Joint Wire Cutting with Non-Maximally Entangled States

Distributed quantum computing leverages multiple quantum devices collectively to perform computations exceeding each device's capabilities. A currently studied technique to enable this distributed approach is wire cutting, which decomposes a quantum circuit into smaller subcircuits by cutting connecting wires. These subcircuits can be executed on distributed devices, and their results are then classically combined to reconstruct the original computation's result. However, wire cutting requires additional circuit executions to preserve result accuracy, with their number growing exponentially with each cut. Thus, minimizing this sampling overhead is crucial for reducing execution time. Employing shared non-maximally entangled (NME) states between distributed devices reduces this overhead for single wire cuts, approaching ideal teleportation with maximally entangled states.
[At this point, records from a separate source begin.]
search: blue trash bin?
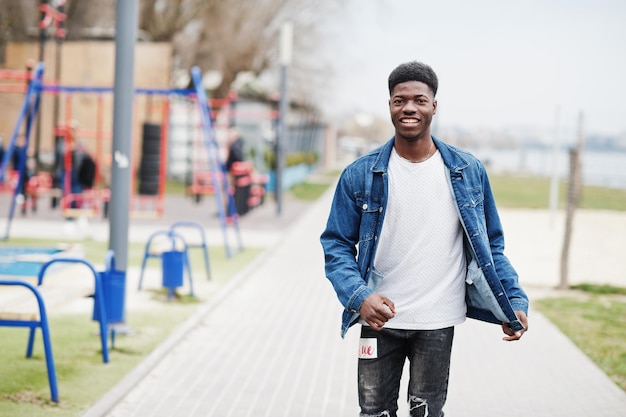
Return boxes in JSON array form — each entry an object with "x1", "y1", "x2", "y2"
[
  {"x1": 93, "y1": 251, "x2": 126, "y2": 324},
  {"x1": 162, "y1": 250, "x2": 184, "y2": 298}
]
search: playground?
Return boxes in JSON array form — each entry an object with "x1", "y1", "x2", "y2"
[{"x1": 0, "y1": 2, "x2": 330, "y2": 408}]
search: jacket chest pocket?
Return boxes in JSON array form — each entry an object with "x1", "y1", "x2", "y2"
[{"x1": 356, "y1": 196, "x2": 382, "y2": 242}]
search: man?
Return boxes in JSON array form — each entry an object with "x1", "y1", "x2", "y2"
[{"x1": 320, "y1": 61, "x2": 529, "y2": 417}]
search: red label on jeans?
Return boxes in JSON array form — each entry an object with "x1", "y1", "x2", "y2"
[{"x1": 358, "y1": 338, "x2": 378, "y2": 359}]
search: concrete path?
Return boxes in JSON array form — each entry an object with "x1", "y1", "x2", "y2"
[
  {"x1": 73, "y1": 188, "x2": 626, "y2": 417},
  {"x1": 3, "y1": 186, "x2": 626, "y2": 416}
]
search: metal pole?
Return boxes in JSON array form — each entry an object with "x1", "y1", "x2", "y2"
[
  {"x1": 53, "y1": 1, "x2": 66, "y2": 139},
  {"x1": 109, "y1": 0, "x2": 138, "y2": 270},
  {"x1": 548, "y1": 105, "x2": 561, "y2": 225},
  {"x1": 34, "y1": 0, "x2": 49, "y2": 171},
  {"x1": 276, "y1": 66, "x2": 286, "y2": 216},
  {"x1": 276, "y1": 22, "x2": 293, "y2": 216}
]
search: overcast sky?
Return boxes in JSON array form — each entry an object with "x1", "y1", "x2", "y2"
[{"x1": 319, "y1": 0, "x2": 626, "y2": 137}]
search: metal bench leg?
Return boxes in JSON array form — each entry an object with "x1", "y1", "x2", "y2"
[
  {"x1": 202, "y1": 243, "x2": 211, "y2": 280},
  {"x1": 137, "y1": 254, "x2": 150, "y2": 291},
  {"x1": 39, "y1": 309, "x2": 59, "y2": 402},
  {"x1": 26, "y1": 326, "x2": 36, "y2": 358},
  {"x1": 184, "y1": 250, "x2": 194, "y2": 297}
]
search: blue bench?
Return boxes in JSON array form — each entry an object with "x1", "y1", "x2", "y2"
[
  {"x1": 0, "y1": 279, "x2": 59, "y2": 403},
  {"x1": 0, "y1": 255, "x2": 114, "y2": 403}
]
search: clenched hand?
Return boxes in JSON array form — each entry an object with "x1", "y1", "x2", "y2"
[{"x1": 359, "y1": 293, "x2": 396, "y2": 330}]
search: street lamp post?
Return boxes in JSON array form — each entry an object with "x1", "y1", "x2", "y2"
[
  {"x1": 276, "y1": 22, "x2": 293, "y2": 216},
  {"x1": 109, "y1": 1, "x2": 137, "y2": 271}
]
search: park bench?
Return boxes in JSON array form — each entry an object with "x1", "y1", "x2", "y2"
[{"x1": 0, "y1": 254, "x2": 119, "y2": 403}]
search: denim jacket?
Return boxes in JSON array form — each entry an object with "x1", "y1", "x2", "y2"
[{"x1": 320, "y1": 136, "x2": 528, "y2": 338}]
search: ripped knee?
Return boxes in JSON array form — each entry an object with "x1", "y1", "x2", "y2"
[
  {"x1": 408, "y1": 396, "x2": 429, "y2": 417},
  {"x1": 360, "y1": 411, "x2": 392, "y2": 417}
]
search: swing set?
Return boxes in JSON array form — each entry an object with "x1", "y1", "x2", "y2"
[{"x1": 0, "y1": 62, "x2": 243, "y2": 257}]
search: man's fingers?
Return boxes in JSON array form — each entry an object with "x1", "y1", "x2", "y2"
[
  {"x1": 502, "y1": 331, "x2": 522, "y2": 341},
  {"x1": 382, "y1": 299, "x2": 396, "y2": 316}
]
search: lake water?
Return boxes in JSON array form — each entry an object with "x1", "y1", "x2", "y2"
[{"x1": 466, "y1": 147, "x2": 626, "y2": 190}]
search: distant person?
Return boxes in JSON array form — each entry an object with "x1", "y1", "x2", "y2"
[
  {"x1": 225, "y1": 127, "x2": 244, "y2": 174},
  {"x1": 320, "y1": 61, "x2": 529, "y2": 417},
  {"x1": 52, "y1": 123, "x2": 94, "y2": 209},
  {"x1": 223, "y1": 128, "x2": 245, "y2": 216}
]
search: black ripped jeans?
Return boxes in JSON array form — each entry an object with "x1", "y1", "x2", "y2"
[{"x1": 358, "y1": 326, "x2": 454, "y2": 417}]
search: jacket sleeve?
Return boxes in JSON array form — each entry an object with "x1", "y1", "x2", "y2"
[
  {"x1": 320, "y1": 168, "x2": 373, "y2": 313},
  {"x1": 481, "y1": 169, "x2": 529, "y2": 314}
]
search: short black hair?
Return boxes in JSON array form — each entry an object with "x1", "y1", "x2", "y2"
[{"x1": 388, "y1": 61, "x2": 438, "y2": 96}]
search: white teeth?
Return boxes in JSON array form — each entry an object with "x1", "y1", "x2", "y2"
[{"x1": 401, "y1": 118, "x2": 419, "y2": 124}]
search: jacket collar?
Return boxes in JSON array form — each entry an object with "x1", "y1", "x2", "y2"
[
  {"x1": 432, "y1": 136, "x2": 471, "y2": 172},
  {"x1": 371, "y1": 136, "x2": 471, "y2": 173}
]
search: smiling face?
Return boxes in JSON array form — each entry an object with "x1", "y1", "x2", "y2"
[{"x1": 389, "y1": 80, "x2": 437, "y2": 143}]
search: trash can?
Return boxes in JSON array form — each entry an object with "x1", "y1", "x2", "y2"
[
  {"x1": 162, "y1": 250, "x2": 184, "y2": 297},
  {"x1": 92, "y1": 253, "x2": 126, "y2": 324}
]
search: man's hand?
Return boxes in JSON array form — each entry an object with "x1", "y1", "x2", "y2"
[
  {"x1": 359, "y1": 293, "x2": 395, "y2": 331},
  {"x1": 502, "y1": 310, "x2": 529, "y2": 341}
]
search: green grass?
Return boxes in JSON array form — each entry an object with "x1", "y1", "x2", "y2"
[
  {"x1": 0, "y1": 309, "x2": 193, "y2": 416},
  {"x1": 534, "y1": 294, "x2": 626, "y2": 391},
  {"x1": 0, "y1": 240, "x2": 262, "y2": 416},
  {"x1": 489, "y1": 173, "x2": 626, "y2": 211}
]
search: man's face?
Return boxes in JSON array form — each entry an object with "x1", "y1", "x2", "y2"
[{"x1": 389, "y1": 81, "x2": 437, "y2": 142}]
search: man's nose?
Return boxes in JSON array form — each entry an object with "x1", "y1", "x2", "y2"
[{"x1": 402, "y1": 100, "x2": 417, "y2": 112}]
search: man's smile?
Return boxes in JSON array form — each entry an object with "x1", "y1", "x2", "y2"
[{"x1": 399, "y1": 117, "x2": 420, "y2": 125}]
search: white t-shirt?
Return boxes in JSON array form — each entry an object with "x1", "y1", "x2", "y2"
[{"x1": 372, "y1": 147, "x2": 467, "y2": 330}]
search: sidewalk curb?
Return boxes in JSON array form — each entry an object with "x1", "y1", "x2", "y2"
[{"x1": 81, "y1": 233, "x2": 286, "y2": 417}]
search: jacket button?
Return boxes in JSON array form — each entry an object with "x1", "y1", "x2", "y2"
[{"x1": 362, "y1": 204, "x2": 368, "y2": 210}]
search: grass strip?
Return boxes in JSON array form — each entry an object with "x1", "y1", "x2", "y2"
[{"x1": 534, "y1": 294, "x2": 626, "y2": 391}]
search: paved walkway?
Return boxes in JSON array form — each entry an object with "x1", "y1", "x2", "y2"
[
  {"x1": 3, "y1": 187, "x2": 626, "y2": 416},
  {"x1": 75, "y1": 188, "x2": 626, "y2": 417}
]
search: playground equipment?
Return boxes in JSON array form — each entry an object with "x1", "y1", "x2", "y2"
[
  {"x1": 0, "y1": 63, "x2": 244, "y2": 257},
  {"x1": 0, "y1": 63, "x2": 45, "y2": 239}
]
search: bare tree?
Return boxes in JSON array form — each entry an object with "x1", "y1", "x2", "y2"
[
  {"x1": 0, "y1": 0, "x2": 34, "y2": 64},
  {"x1": 139, "y1": 0, "x2": 205, "y2": 42},
  {"x1": 64, "y1": 0, "x2": 116, "y2": 40},
  {"x1": 1, "y1": 0, "x2": 345, "y2": 107},
  {"x1": 183, "y1": 0, "x2": 345, "y2": 103}
]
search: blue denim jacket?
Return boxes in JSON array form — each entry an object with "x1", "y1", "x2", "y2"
[{"x1": 320, "y1": 136, "x2": 528, "y2": 338}]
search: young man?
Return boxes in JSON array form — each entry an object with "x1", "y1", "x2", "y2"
[{"x1": 320, "y1": 61, "x2": 529, "y2": 417}]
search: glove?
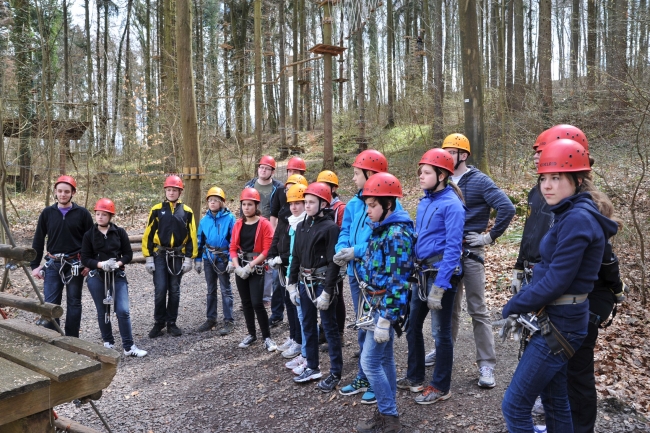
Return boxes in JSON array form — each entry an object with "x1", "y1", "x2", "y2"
[
  {"x1": 268, "y1": 256, "x2": 283, "y2": 270},
  {"x1": 315, "y1": 291, "x2": 331, "y2": 310},
  {"x1": 181, "y1": 257, "x2": 193, "y2": 274},
  {"x1": 614, "y1": 282, "x2": 629, "y2": 303},
  {"x1": 465, "y1": 231, "x2": 493, "y2": 247},
  {"x1": 235, "y1": 265, "x2": 251, "y2": 280},
  {"x1": 287, "y1": 284, "x2": 300, "y2": 306},
  {"x1": 511, "y1": 269, "x2": 524, "y2": 295},
  {"x1": 499, "y1": 314, "x2": 521, "y2": 343},
  {"x1": 427, "y1": 285, "x2": 445, "y2": 310},
  {"x1": 145, "y1": 257, "x2": 155, "y2": 275},
  {"x1": 333, "y1": 247, "x2": 355, "y2": 267},
  {"x1": 100, "y1": 258, "x2": 116, "y2": 271},
  {"x1": 374, "y1": 317, "x2": 391, "y2": 343},
  {"x1": 226, "y1": 262, "x2": 235, "y2": 273},
  {"x1": 194, "y1": 260, "x2": 203, "y2": 274}
]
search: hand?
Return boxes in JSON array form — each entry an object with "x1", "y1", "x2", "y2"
[
  {"x1": 465, "y1": 231, "x2": 493, "y2": 247},
  {"x1": 194, "y1": 260, "x2": 203, "y2": 274},
  {"x1": 614, "y1": 282, "x2": 629, "y2": 303},
  {"x1": 235, "y1": 265, "x2": 251, "y2": 280},
  {"x1": 499, "y1": 314, "x2": 521, "y2": 343},
  {"x1": 287, "y1": 284, "x2": 300, "y2": 306},
  {"x1": 145, "y1": 256, "x2": 155, "y2": 275},
  {"x1": 268, "y1": 256, "x2": 283, "y2": 270},
  {"x1": 374, "y1": 317, "x2": 391, "y2": 343},
  {"x1": 511, "y1": 269, "x2": 524, "y2": 295},
  {"x1": 427, "y1": 285, "x2": 445, "y2": 310},
  {"x1": 315, "y1": 291, "x2": 331, "y2": 310},
  {"x1": 32, "y1": 266, "x2": 44, "y2": 280},
  {"x1": 81, "y1": 267, "x2": 90, "y2": 277},
  {"x1": 333, "y1": 248, "x2": 354, "y2": 267},
  {"x1": 181, "y1": 257, "x2": 193, "y2": 274},
  {"x1": 226, "y1": 262, "x2": 235, "y2": 273},
  {"x1": 101, "y1": 258, "x2": 116, "y2": 271}
]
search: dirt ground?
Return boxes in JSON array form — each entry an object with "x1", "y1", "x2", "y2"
[{"x1": 4, "y1": 256, "x2": 649, "y2": 433}]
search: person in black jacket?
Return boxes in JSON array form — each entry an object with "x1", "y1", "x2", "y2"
[
  {"x1": 81, "y1": 199, "x2": 147, "y2": 357},
  {"x1": 31, "y1": 175, "x2": 93, "y2": 337},
  {"x1": 287, "y1": 182, "x2": 342, "y2": 392}
]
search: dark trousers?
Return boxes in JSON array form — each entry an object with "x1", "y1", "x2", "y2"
[
  {"x1": 43, "y1": 260, "x2": 84, "y2": 337},
  {"x1": 87, "y1": 271, "x2": 134, "y2": 351},
  {"x1": 284, "y1": 288, "x2": 301, "y2": 344},
  {"x1": 270, "y1": 269, "x2": 285, "y2": 321},
  {"x1": 153, "y1": 253, "x2": 183, "y2": 324},
  {"x1": 335, "y1": 279, "x2": 346, "y2": 335},
  {"x1": 236, "y1": 272, "x2": 270, "y2": 339}
]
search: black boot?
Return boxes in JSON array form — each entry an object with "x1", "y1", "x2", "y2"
[{"x1": 148, "y1": 322, "x2": 165, "y2": 338}]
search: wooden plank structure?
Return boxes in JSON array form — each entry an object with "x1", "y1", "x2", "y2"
[{"x1": 2, "y1": 119, "x2": 89, "y2": 140}]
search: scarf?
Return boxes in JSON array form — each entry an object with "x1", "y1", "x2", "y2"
[{"x1": 288, "y1": 212, "x2": 306, "y2": 231}]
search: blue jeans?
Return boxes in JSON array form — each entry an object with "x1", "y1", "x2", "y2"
[
  {"x1": 153, "y1": 253, "x2": 183, "y2": 324},
  {"x1": 406, "y1": 277, "x2": 457, "y2": 391},
  {"x1": 43, "y1": 259, "x2": 84, "y2": 337},
  {"x1": 299, "y1": 282, "x2": 342, "y2": 376},
  {"x1": 361, "y1": 313, "x2": 397, "y2": 416},
  {"x1": 349, "y1": 275, "x2": 367, "y2": 380},
  {"x1": 502, "y1": 331, "x2": 586, "y2": 433},
  {"x1": 203, "y1": 260, "x2": 234, "y2": 322},
  {"x1": 270, "y1": 269, "x2": 285, "y2": 322},
  {"x1": 87, "y1": 270, "x2": 134, "y2": 351},
  {"x1": 294, "y1": 293, "x2": 307, "y2": 357}
]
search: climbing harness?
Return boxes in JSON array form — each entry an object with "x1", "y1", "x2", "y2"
[
  {"x1": 157, "y1": 246, "x2": 185, "y2": 276},
  {"x1": 206, "y1": 245, "x2": 229, "y2": 275},
  {"x1": 350, "y1": 262, "x2": 386, "y2": 332},
  {"x1": 46, "y1": 252, "x2": 83, "y2": 284},
  {"x1": 238, "y1": 251, "x2": 265, "y2": 275}
]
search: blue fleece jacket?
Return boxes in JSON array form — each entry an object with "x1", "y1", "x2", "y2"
[
  {"x1": 503, "y1": 193, "x2": 619, "y2": 333},
  {"x1": 335, "y1": 190, "x2": 403, "y2": 276},
  {"x1": 356, "y1": 210, "x2": 415, "y2": 323},
  {"x1": 415, "y1": 185, "x2": 466, "y2": 289},
  {"x1": 196, "y1": 208, "x2": 236, "y2": 263}
]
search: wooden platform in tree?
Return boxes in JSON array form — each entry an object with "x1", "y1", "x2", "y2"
[
  {"x1": 309, "y1": 44, "x2": 347, "y2": 56},
  {"x1": 333, "y1": 78, "x2": 349, "y2": 83},
  {"x1": 219, "y1": 43, "x2": 234, "y2": 50},
  {"x1": 2, "y1": 119, "x2": 89, "y2": 140}
]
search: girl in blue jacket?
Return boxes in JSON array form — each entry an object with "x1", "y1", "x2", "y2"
[
  {"x1": 398, "y1": 148, "x2": 466, "y2": 405},
  {"x1": 195, "y1": 187, "x2": 236, "y2": 335}
]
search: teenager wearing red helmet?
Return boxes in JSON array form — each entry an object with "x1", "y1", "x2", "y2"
[{"x1": 30, "y1": 175, "x2": 93, "y2": 337}]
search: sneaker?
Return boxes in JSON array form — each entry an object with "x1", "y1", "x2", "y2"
[
  {"x1": 277, "y1": 337, "x2": 294, "y2": 352},
  {"x1": 414, "y1": 386, "x2": 451, "y2": 405},
  {"x1": 292, "y1": 362, "x2": 307, "y2": 376},
  {"x1": 270, "y1": 317, "x2": 283, "y2": 327},
  {"x1": 316, "y1": 373, "x2": 341, "y2": 392},
  {"x1": 534, "y1": 425, "x2": 547, "y2": 433},
  {"x1": 360, "y1": 386, "x2": 377, "y2": 405},
  {"x1": 356, "y1": 409, "x2": 382, "y2": 433},
  {"x1": 264, "y1": 337, "x2": 277, "y2": 352},
  {"x1": 396, "y1": 377, "x2": 424, "y2": 393},
  {"x1": 148, "y1": 322, "x2": 165, "y2": 338},
  {"x1": 238, "y1": 334, "x2": 257, "y2": 348},
  {"x1": 124, "y1": 345, "x2": 148, "y2": 357},
  {"x1": 478, "y1": 366, "x2": 496, "y2": 388},
  {"x1": 285, "y1": 354, "x2": 305, "y2": 370},
  {"x1": 218, "y1": 321, "x2": 234, "y2": 336},
  {"x1": 425, "y1": 349, "x2": 436, "y2": 367},
  {"x1": 293, "y1": 367, "x2": 322, "y2": 383},
  {"x1": 197, "y1": 320, "x2": 216, "y2": 332},
  {"x1": 382, "y1": 414, "x2": 402, "y2": 433},
  {"x1": 103, "y1": 342, "x2": 115, "y2": 349},
  {"x1": 282, "y1": 342, "x2": 302, "y2": 359},
  {"x1": 532, "y1": 396, "x2": 545, "y2": 416},
  {"x1": 339, "y1": 375, "x2": 370, "y2": 396},
  {"x1": 167, "y1": 323, "x2": 182, "y2": 337}
]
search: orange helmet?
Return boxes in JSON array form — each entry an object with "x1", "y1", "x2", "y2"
[
  {"x1": 317, "y1": 170, "x2": 339, "y2": 186},
  {"x1": 164, "y1": 175, "x2": 184, "y2": 190},
  {"x1": 285, "y1": 174, "x2": 308, "y2": 187},
  {"x1": 362, "y1": 173, "x2": 403, "y2": 198},
  {"x1": 419, "y1": 149, "x2": 455, "y2": 174},
  {"x1": 304, "y1": 182, "x2": 333, "y2": 205},
  {"x1": 536, "y1": 124, "x2": 589, "y2": 151},
  {"x1": 259, "y1": 155, "x2": 276, "y2": 169},
  {"x1": 94, "y1": 198, "x2": 116, "y2": 215},
  {"x1": 240, "y1": 188, "x2": 261, "y2": 203},
  {"x1": 537, "y1": 139, "x2": 590, "y2": 174},
  {"x1": 206, "y1": 186, "x2": 226, "y2": 201},
  {"x1": 55, "y1": 175, "x2": 77, "y2": 190},
  {"x1": 352, "y1": 149, "x2": 388, "y2": 173},
  {"x1": 286, "y1": 183, "x2": 307, "y2": 203},
  {"x1": 442, "y1": 133, "x2": 471, "y2": 154},
  {"x1": 287, "y1": 157, "x2": 307, "y2": 172}
]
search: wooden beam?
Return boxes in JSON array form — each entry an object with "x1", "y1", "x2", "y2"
[
  {"x1": 51, "y1": 337, "x2": 120, "y2": 365},
  {"x1": 0, "y1": 319, "x2": 61, "y2": 343},
  {"x1": 53, "y1": 416, "x2": 104, "y2": 433},
  {"x1": 0, "y1": 294, "x2": 63, "y2": 319},
  {"x1": 2, "y1": 409, "x2": 55, "y2": 433},
  {"x1": 128, "y1": 234, "x2": 143, "y2": 243},
  {"x1": 0, "y1": 357, "x2": 49, "y2": 400},
  {"x1": 0, "y1": 245, "x2": 37, "y2": 262}
]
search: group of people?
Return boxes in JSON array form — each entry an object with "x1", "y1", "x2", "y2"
[{"x1": 28, "y1": 126, "x2": 624, "y2": 433}]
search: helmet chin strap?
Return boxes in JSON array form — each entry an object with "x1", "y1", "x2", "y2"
[{"x1": 454, "y1": 152, "x2": 463, "y2": 170}]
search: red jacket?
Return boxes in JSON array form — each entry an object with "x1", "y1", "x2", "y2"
[{"x1": 229, "y1": 217, "x2": 274, "y2": 259}]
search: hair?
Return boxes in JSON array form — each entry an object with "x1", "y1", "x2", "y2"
[
  {"x1": 376, "y1": 196, "x2": 397, "y2": 213},
  {"x1": 325, "y1": 182, "x2": 339, "y2": 199},
  {"x1": 417, "y1": 165, "x2": 465, "y2": 204}
]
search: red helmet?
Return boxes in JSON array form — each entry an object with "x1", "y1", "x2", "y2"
[
  {"x1": 163, "y1": 175, "x2": 184, "y2": 190},
  {"x1": 259, "y1": 155, "x2": 276, "y2": 169},
  {"x1": 94, "y1": 198, "x2": 116, "y2": 215},
  {"x1": 352, "y1": 149, "x2": 388, "y2": 173},
  {"x1": 54, "y1": 175, "x2": 77, "y2": 190},
  {"x1": 240, "y1": 188, "x2": 261, "y2": 203},
  {"x1": 286, "y1": 157, "x2": 307, "y2": 172},
  {"x1": 535, "y1": 124, "x2": 589, "y2": 151},
  {"x1": 419, "y1": 148, "x2": 455, "y2": 174},
  {"x1": 304, "y1": 182, "x2": 333, "y2": 205},
  {"x1": 362, "y1": 173, "x2": 403, "y2": 198},
  {"x1": 537, "y1": 139, "x2": 591, "y2": 174}
]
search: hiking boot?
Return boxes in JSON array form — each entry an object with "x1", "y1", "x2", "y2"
[
  {"x1": 316, "y1": 373, "x2": 341, "y2": 392},
  {"x1": 277, "y1": 337, "x2": 294, "y2": 352},
  {"x1": 103, "y1": 342, "x2": 115, "y2": 350},
  {"x1": 148, "y1": 322, "x2": 165, "y2": 338},
  {"x1": 269, "y1": 317, "x2": 283, "y2": 328},
  {"x1": 360, "y1": 386, "x2": 377, "y2": 405},
  {"x1": 282, "y1": 342, "x2": 302, "y2": 359},
  {"x1": 339, "y1": 375, "x2": 370, "y2": 396},
  {"x1": 285, "y1": 354, "x2": 305, "y2": 370},
  {"x1": 424, "y1": 349, "x2": 436, "y2": 367},
  {"x1": 238, "y1": 334, "x2": 257, "y2": 348},
  {"x1": 263, "y1": 337, "x2": 277, "y2": 352},
  {"x1": 124, "y1": 344, "x2": 148, "y2": 357},
  {"x1": 382, "y1": 414, "x2": 403, "y2": 433},
  {"x1": 478, "y1": 366, "x2": 496, "y2": 388},
  {"x1": 167, "y1": 323, "x2": 182, "y2": 337},
  {"x1": 293, "y1": 367, "x2": 322, "y2": 383},
  {"x1": 414, "y1": 386, "x2": 451, "y2": 405},
  {"x1": 356, "y1": 408, "x2": 382, "y2": 433},
  {"x1": 218, "y1": 321, "x2": 234, "y2": 336},
  {"x1": 396, "y1": 377, "x2": 424, "y2": 393},
  {"x1": 532, "y1": 396, "x2": 545, "y2": 416},
  {"x1": 197, "y1": 320, "x2": 217, "y2": 332},
  {"x1": 352, "y1": 350, "x2": 361, "y2": 358}
]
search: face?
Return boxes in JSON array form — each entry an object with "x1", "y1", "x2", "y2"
[
  {"x1": 445, "y1": 149, "x2": 467, "y2": 168},
  {"x1": 207, "y1": 196, "x2": 223, "y2": 212},
  {"x1": 165, "y1": 187, "x2": 181, "y2": 202},
  {"x1": 241, "y1": 200, "x2": 258, "y2": 217},
  {"x1": 304, "y1": 194, "x2": 325, "y2": 216},
  {"x1": 287, "y1": 169, "x2": 303, "y2": 177},
  {"x1": 95, "y1": 210, "x2": 112, "y2": 226},
  {"x1": 353, "y1": 167, "x2": 370, "y2": 190},
  {"x1": 539, "y1": 172, "x2": 576, "y2": 206},
  {"x1": 534, "y1": 150, "x2": 542, "y2": 168},
  {"x1": 365, "y1": 197, "x2": 388, "y2": 223},
  {"x1": 419, "y1": 164, "x2": 446, "y2": 191},
  {"x1": 289, "y1": 201, "x2": 305, "y2": 216},
  {"x1": 258, "y1": 164, "x2": 274, "y2": 181},
  {"x1": 55, "y1": 183, "x2": 75, "y2": 206}
]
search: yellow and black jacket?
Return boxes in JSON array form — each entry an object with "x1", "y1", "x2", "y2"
[{"x1": 142, "y1": 201, "x2": 198, "y2": 258}]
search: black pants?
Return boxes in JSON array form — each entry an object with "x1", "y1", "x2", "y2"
[
  {"x1": 335, "y1": 279, "x2": 346, "y2": 335},
  {"x1": 236, "y1": 272, "x2": 270, "y2": 339},
  {"x1": 567, "y1": 291, "x2": 615, "y2": 433}
]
Extending this approach to jointly cutting multiple wires using NME states remained unexplored. This study addresses this gap by investigating the use of NME states for joint wire cuts, aiming to reduce the sampling overhead further. The three main contributions include (i) determining the minimal sampling overhead for this scenario, (ii) analyzing the overhead when using composite NME states constructed from smaller NME states, and (iii) introducing a wire cutting technique that achieves the optimal sampling overhead with pure NME states, advancing toward wire cutting with arbitrary NME states.